• 26 •

45.9K 3.5K 553
                                    

#26 - I Believe

• • •

Kafe milik keluarganya Agra menjadi tempat kedua terfavorit untuk berkumpul Arran, Agra, Ben, dan Nata. Malam ini pun, mereka memilih untuk nongkrong di kafe saja ketimbang pergi ke club atau balapan liar.

Sepertinya, Arran sedang ada dalam mood yang buruk. Agra yang tadinya mengajak ke club langsung disemprot Arran. Arran juga tidak meladeni tantangan Radit untuk balapan malam ini.
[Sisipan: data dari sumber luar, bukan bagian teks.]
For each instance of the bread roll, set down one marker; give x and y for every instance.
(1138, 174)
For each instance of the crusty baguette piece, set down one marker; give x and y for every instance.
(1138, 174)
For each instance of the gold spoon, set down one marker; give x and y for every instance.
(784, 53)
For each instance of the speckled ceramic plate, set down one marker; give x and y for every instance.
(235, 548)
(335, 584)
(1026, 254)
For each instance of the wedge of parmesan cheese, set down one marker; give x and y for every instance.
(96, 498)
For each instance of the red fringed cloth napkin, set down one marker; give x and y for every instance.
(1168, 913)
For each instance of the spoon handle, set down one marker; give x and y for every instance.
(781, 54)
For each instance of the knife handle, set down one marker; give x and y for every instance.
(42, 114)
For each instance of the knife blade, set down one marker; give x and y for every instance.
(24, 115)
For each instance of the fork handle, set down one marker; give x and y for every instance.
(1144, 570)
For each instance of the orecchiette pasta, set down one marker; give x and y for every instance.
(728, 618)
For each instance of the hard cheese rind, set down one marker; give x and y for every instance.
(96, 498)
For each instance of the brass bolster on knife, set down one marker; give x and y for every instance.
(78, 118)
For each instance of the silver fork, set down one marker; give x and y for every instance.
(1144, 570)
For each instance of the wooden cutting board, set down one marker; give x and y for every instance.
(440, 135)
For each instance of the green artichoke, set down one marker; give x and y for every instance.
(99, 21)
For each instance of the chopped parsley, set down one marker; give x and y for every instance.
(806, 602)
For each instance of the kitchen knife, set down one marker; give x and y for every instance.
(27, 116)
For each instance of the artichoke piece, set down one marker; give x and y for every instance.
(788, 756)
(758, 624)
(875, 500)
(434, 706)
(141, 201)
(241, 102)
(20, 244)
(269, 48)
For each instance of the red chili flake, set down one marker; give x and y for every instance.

Aneh saja, biasanya Arran paling semangat jika menyangkut balapan dan mempermalukan Radit.

Sedari tadi, yang Arran lakukan terus mengetuk-ngetuk jarinya di meja dengan gelisah. Nata yang duduk di hadapan Arran terus memperhatikan dalam diam. Temannya itu berkali-kali mengecek ponsel, mengembuskan napas gusar, dan beberapa kali terlihat kesal sampai menggertakkan giginya.

Agra dan Ben tidak ambil pusing dengan tingkah Arran malam ini. Kedua orang itu malah asyik membahas sudah beberapa banyak nama cewek yang ada di list mantannya Agra.

"Ben, anjir nih kemaren gue kenalan sama cewek di Mall. Cakep anaknya sumpah," kata Agra heboh sambil memainkan ponselnya. "Mau gue jadiin target, biar nambahin list mantan gue."

"Anak mana?" tanya Ben sambil nyomot kentang goreng.

"Anak SMA Gelora, namanya Mita. Nih liat, cakep 'kan?" tanya Agra sambil menyodorkan ponselnya pada Ben.

"Cakep sih, tapi muka polos gitu enggak kasian apa lo dijadiin mainan doang?"

"Alah, sejak kapan ada kata kasian buat cewek di kamus kita-kita?" tanya Agra enteng. Membuatnya langsung mendapatkan tempelengan dari Ben.

"Lo nih bener-bener perwujudan cowok paling berengsek, Gra."

"Samping lo kali, Ben. Dia noh raja tega, the real cowok berengsek," sindir Agra pada Arran. Yang disindir diam saja tidak peduli. "Kupikir dia serius pada gadisnya. Nyatanya, dia hanya bermain-main saja. Kupikir dia berbeda, nyatanya sama saja."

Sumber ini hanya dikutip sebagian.